Metropolis: An Ancient Tale in Modern Morality

Popular sci-fi likes to demonize technology. Smart sci-fi questions those behind the technology. Metropolis is an example of the latter. To start, there is very little technology in the story. That which does come up throws the world for a loop and brings the machine to a screeching halt. It is the Machine-man and according to the characters of Metropolis, it is the manifestation of the seven deadly sins in one form. But it is man made and so where does the fault lie in it’s actions throughout the film: in it or it’s creators?

My two cents: the fault lies in it’s creators. Machine is not inherently bad. It just can’t be. You see, technology is a vehicle, a medium for us. To do what, you may ask. Quite simply: everything. Technology is nothing more than a tool to us; a means to an end and that is no different now than it was to Lang when he made Metropolis. My argument goes back to the first time I read Lord of the Flies. People are inherently evil whether we would like to believe it or not. Sure both these stories put us in dire situations and these situations are prone to push us to our limits but do you ever stop to realize that we don’t stop. I’m not saying defeat or surrender is a viable option but what I am trying to say is that for a so called civilization we sure do always meet the same grisly fate at our own hands.

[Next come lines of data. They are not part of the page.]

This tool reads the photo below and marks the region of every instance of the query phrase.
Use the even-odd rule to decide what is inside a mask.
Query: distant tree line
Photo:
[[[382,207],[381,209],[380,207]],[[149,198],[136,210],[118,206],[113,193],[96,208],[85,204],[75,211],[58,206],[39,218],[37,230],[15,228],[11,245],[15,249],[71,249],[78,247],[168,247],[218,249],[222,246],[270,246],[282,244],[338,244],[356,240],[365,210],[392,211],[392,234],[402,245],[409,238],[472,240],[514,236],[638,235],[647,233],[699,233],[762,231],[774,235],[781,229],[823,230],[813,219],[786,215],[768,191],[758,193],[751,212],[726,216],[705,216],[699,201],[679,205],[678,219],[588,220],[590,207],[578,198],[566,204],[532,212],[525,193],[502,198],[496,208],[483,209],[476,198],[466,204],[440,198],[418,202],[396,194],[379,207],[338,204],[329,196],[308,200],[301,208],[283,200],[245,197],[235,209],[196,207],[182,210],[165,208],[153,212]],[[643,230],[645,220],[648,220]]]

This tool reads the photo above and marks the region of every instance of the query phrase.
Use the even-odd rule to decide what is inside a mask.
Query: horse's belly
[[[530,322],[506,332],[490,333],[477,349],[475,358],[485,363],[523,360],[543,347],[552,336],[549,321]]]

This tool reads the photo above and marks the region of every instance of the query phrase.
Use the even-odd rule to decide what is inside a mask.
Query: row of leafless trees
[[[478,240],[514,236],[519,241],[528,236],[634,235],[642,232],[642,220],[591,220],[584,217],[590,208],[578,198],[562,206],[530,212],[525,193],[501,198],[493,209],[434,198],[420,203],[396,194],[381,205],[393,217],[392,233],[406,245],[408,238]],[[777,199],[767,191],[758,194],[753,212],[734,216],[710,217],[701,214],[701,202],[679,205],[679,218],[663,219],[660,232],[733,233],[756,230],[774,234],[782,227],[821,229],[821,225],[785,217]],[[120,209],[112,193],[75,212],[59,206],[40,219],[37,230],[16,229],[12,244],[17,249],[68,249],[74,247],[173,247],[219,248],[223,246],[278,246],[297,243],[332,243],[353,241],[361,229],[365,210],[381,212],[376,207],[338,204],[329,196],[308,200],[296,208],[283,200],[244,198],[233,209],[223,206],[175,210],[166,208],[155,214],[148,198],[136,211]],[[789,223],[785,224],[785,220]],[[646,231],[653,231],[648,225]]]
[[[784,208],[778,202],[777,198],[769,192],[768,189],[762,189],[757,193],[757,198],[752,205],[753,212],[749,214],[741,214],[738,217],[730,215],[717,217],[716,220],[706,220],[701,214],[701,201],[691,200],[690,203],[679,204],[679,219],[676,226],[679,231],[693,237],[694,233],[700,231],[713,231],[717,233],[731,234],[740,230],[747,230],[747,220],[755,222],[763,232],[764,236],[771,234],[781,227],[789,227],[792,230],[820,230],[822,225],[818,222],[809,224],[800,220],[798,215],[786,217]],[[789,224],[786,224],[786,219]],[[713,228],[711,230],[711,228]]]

In our second meeting with Maria, we see her holding a service of sorts with the workers in the city below as her audience. She preaches to them about love and peace. She tells them to be patient and wait for a mediator to bring the “head and the hands” together. But at the end of the service, one man in attendance is quick to reassure her that they’re done being patient. Civility has gotten them nowhere to this point and they’re tired of the games. They praise her like the heaven-sent angel she is but they’re slow to truly place all of their trust in her. Flashforward to the climax of the story and look at the rally that her doppleganger throws. The crowd is enthralled with her chants of violence and death. They’re hanging on the edge of her every word. The very way Joh plans to use the machine-man to incite them to violence is feeding into their deepest desires making the machines violent rhetoric work both ways. Both sides are using the machine to their own benefit, seeing what they want in it’s promises. For Christ’s sake, the people didn’t even think of their children before they marched their way to the heart machine and destroyed their homes.

This is just the way I see it. There are multiple things that can be drawn from this film but that was the most immediate to me. From the moment Freder’s involvement in the displacement of the workers was revealed, I couldn’t help but think of how easily it is for man to use machine and their fellow man to further themselves in the world.  And Metropolis doesn’t shed much light on why man does this except for comfort. Sickening: yes. Awfully realistic: Yes.

1 Comment

  1. Sky Captaina - Alex S

    A every good argument for the evils of man and the innocents of technology. Tech is made by people who give it a purpose, in most cases one that will advance their goals and ideals. How they use it or who uses it determines everything about the technology. A better person will use it to help himself and may be others while a worse person will use it for greed and cause harm. The world is not split into good and evil or even shades of grey. The world shapes what people become and the people themselves can choose to avoid that mold if they wish whether it be good or bad. several times in history we see how a negative was used to create a positive outcome later or how a positive created a negative.

    The world is more then white, black, or grey. It is alive, and living things do not always act the same way.